Disaster | Accident

The Horror of the Essex Whaling Ship

Credit: Kean Collection/Archive Photos/Getty Images
Whalers always brought multiple boats on their hunting voyages-they rowed out to the whales using smaller vessels and that vantage point allowed for better aim with their harpoons.

Barely a year into its two-and-a-half-year voyage, the Essex whaling ship was attacked and sunk by a sperm whale thousands of miles from land in 1820.

The Essex whaling ship launched from Nantucket, Massachusetts, on August 12, 1819, prepared for a two-and-a-half-year voyage. The crew of 20 headed to the west coast of South America to hunt.

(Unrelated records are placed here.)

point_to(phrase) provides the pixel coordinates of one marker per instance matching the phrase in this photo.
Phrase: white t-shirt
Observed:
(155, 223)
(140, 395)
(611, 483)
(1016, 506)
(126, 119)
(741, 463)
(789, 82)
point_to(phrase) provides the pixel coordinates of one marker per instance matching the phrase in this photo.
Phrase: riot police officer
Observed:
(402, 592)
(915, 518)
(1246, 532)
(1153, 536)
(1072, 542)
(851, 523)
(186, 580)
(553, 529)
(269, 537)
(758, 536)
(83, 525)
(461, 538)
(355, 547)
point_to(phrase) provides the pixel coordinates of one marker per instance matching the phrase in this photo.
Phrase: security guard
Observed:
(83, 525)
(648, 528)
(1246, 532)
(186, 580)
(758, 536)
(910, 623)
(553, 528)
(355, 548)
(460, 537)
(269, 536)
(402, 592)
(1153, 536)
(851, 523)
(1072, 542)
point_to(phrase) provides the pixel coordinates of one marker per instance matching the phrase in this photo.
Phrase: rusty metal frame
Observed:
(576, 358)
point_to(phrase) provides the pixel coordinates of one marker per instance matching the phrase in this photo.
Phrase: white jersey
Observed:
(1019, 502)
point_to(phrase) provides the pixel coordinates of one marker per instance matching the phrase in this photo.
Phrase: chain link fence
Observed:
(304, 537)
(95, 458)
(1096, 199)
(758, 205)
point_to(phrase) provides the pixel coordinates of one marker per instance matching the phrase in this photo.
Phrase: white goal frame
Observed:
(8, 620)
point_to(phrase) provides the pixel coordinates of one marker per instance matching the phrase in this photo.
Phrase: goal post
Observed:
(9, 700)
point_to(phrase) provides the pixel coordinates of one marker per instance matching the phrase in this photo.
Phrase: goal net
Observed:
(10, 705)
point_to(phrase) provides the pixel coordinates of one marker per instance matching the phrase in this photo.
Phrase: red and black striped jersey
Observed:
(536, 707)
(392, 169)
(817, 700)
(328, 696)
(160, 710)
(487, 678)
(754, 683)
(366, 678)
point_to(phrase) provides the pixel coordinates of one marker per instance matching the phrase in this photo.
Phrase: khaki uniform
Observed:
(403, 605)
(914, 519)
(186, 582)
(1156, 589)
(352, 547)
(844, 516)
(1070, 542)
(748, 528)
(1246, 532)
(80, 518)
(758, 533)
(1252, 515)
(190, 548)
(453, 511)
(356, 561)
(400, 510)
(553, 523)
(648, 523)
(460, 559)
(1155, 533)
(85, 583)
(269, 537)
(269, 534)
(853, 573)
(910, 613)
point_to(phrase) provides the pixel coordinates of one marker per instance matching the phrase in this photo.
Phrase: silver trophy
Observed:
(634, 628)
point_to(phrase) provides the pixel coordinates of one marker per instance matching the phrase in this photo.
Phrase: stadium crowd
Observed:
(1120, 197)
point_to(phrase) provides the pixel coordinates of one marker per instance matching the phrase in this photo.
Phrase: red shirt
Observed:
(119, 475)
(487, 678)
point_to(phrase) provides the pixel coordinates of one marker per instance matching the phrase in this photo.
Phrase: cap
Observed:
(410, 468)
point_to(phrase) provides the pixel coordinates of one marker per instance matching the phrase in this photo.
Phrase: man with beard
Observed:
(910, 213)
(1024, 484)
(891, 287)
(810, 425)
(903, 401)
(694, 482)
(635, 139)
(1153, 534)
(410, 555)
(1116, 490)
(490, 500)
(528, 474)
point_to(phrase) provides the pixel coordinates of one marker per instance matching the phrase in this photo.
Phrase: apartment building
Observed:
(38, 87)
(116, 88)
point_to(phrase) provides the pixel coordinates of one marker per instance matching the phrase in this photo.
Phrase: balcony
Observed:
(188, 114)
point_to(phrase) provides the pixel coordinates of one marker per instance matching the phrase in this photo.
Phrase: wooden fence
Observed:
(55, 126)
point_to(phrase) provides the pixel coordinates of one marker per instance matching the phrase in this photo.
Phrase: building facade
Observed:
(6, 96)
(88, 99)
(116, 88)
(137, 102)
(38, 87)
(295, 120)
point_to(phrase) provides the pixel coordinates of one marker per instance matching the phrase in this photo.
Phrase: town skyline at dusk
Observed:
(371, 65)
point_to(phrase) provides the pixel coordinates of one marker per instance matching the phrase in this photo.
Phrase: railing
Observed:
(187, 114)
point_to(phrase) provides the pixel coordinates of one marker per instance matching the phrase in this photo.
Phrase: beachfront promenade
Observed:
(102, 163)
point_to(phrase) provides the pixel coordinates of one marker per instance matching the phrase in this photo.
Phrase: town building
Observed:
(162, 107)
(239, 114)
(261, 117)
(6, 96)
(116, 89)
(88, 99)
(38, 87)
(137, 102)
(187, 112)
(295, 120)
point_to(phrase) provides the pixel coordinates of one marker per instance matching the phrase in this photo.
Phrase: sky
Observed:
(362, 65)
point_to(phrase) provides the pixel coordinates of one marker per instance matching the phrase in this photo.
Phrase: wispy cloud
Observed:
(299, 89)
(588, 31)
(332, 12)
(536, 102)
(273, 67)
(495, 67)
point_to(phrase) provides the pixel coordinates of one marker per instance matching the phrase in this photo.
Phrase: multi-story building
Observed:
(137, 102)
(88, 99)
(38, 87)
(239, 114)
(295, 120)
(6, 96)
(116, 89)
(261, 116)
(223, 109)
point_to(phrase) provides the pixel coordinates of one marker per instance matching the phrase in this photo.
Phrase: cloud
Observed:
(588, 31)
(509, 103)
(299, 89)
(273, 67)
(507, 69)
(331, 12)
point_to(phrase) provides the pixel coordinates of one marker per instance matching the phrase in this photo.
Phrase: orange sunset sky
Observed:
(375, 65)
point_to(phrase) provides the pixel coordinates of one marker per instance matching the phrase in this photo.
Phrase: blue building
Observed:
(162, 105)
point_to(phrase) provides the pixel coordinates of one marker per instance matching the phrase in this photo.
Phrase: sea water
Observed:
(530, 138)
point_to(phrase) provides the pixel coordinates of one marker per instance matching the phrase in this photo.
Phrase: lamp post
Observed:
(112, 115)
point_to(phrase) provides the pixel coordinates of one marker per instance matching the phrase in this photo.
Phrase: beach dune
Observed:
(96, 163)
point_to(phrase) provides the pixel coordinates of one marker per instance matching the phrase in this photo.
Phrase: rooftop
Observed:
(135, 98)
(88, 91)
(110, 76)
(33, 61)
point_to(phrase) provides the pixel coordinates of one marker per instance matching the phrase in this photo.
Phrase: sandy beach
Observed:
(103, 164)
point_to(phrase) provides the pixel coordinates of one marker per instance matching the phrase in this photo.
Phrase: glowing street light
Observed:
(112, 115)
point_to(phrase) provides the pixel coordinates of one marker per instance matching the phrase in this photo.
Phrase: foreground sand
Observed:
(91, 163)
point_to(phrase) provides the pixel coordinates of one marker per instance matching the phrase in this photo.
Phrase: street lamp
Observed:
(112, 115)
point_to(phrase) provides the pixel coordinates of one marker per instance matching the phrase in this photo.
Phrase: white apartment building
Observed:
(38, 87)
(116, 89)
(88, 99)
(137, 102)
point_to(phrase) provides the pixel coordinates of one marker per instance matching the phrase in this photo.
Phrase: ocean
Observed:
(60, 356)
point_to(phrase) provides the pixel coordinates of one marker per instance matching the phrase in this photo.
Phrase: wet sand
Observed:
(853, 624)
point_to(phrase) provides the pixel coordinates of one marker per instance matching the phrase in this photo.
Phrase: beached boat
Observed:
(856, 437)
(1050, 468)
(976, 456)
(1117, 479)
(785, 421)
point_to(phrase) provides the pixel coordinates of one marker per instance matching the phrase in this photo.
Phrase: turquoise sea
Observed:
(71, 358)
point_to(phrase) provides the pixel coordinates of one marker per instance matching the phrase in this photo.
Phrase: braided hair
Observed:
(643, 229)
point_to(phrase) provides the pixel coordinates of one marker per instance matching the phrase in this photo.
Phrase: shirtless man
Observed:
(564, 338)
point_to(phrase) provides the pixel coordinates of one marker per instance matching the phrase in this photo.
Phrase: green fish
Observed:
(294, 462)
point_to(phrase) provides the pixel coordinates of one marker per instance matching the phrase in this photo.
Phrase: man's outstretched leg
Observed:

Delays prevented the Essex from reaching the whaling ground until November of 1820. Upon arrival, the men found that the whale population was depleted. It was days before the crew spotted their first whale. On one fateful day, an unusually large sperm whale, nearly 85-feet-long, approached the Essex. Immediately the crew was taken aback by its odd behavior. "I could distinctly see him smite his jaws together," one sailor remembered, "as if distracted with rage and fury." The whale rammed full-speed ahead into the ship, only to return and plow through the bow-the Essex sank so quickly few supplies could be salvaged. Thousands of miles from land, in three 20-foot boats, the surviving whalers strategized how to survive. Dehydrated and with dwindling supplies, the men began to starve. As some succumbed to hunger, their bodies were eaten by survivors. Yet, the dead didn't provide enough sustenance, so the living began sacrificing themselves for the crew's survival. Before the men were rescued, seven men were killed and eaten. Ultimately, most of the Essex whalers spent their remaining years on terra firma, and their horrific saga inspired Herman Melville's 1851 classic, Moby-Dick.